Boom della medicina estetica non chirurgica in Italia

La medicina estetica non chirurgica, guidata da trattamenti iniettabili come la tossina botulinica, registra un aumento in Italia, con preferenza per il ringiovanimento facciale. La popolarità attira anche turisti medici, con l’Italia rinomata globalmente.

Medicina estetica non chirurgica

I dati rilevati da Isaps certificano che l’uso della medicina estetica non chirurgica, in particolare iniettabile, è in aumento.

Sono stati 485.000 gli interventi non-chirurgici in Italia, quasi il doppio di quelli chirurgici, 262.000.

Trattamenti iniettabili

Tra i più utilizzati l’acido ialuronico e la tossina botulinica, mentre per la chirurgia primo posto per l’aumento del seno e il trattamento della palpebra.

Il ruolo della tossina botulinica

Una tendenza fedele agli ottimi risultati garantiti dal botulino, che invoglia sempre più donne a trattare gli inestetismi in maniera non invasiva.

A dirlo è Giovanni Salti, presidente di Aiteb, l’Associazione Italiana Terapia Estetica Botulino.

La popolarità della tossina botulinica

“La tossina botulinica- dice Salti- si conferma un grande strumento per intervenire sulle imperfezioni, al primo posto nella classifica globale con 9 milioni di interventi e oltre 161.000 in Italia.

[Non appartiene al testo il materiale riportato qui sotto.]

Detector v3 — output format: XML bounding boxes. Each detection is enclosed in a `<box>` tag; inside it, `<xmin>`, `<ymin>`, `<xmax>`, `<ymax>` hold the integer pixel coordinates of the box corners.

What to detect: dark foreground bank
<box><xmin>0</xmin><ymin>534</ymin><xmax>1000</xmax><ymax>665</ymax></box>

Fa parte del gruppo degli iniettabili e rappresenta una soluzione sicura ed efficace per i pazienti che non vogliono ricorrere alla chirurgia.

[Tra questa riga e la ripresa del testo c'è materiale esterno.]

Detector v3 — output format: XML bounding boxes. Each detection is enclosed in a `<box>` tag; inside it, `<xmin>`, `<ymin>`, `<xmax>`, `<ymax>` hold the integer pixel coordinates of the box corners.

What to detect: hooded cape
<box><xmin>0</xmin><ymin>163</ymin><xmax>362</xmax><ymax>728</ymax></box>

Target demografico e utilizzo

Il target si concentra principalmente sulle donne dai 35 ai 50 anni con 4 milioni di pazienti, ma è ugualmente diffuso tra le altre fasce d’età, con 2 milioni dai 18 ai 34 e altri 2 dai 51 ai 64.

Pratiche cosmetiche in Italia

Le pratiche cosmetiche in Italia, continua il presidente, vertono sul ringiovanimento facciale, con peeling chimici (21.000 interventi) e rassodamenti della pelle (16.000).

Ma anche su altre tipologie di intervento come l’epilazione, 20.000 registrate, e trattamenti anticellulite, 17.000.

Turismo medico e successo internazionale

Un successo anche per la medicina estetica italiana, che si conferma eccellente nel panorama internazionale, attirando su di sé sempre più turismo medico– conclude Salti-.

I pazienti stranieri che si rivolgono alle nostre cliniche arrivano perlopiù dal Brasile, dove l’Italia si colloca al terzo posto, e dalla Romania, dove si colloca prima.

Gli argentini, invece, sono il paese che si sposta di più per interventi medico-estetici; gli italiani sono all’ottavo posto”.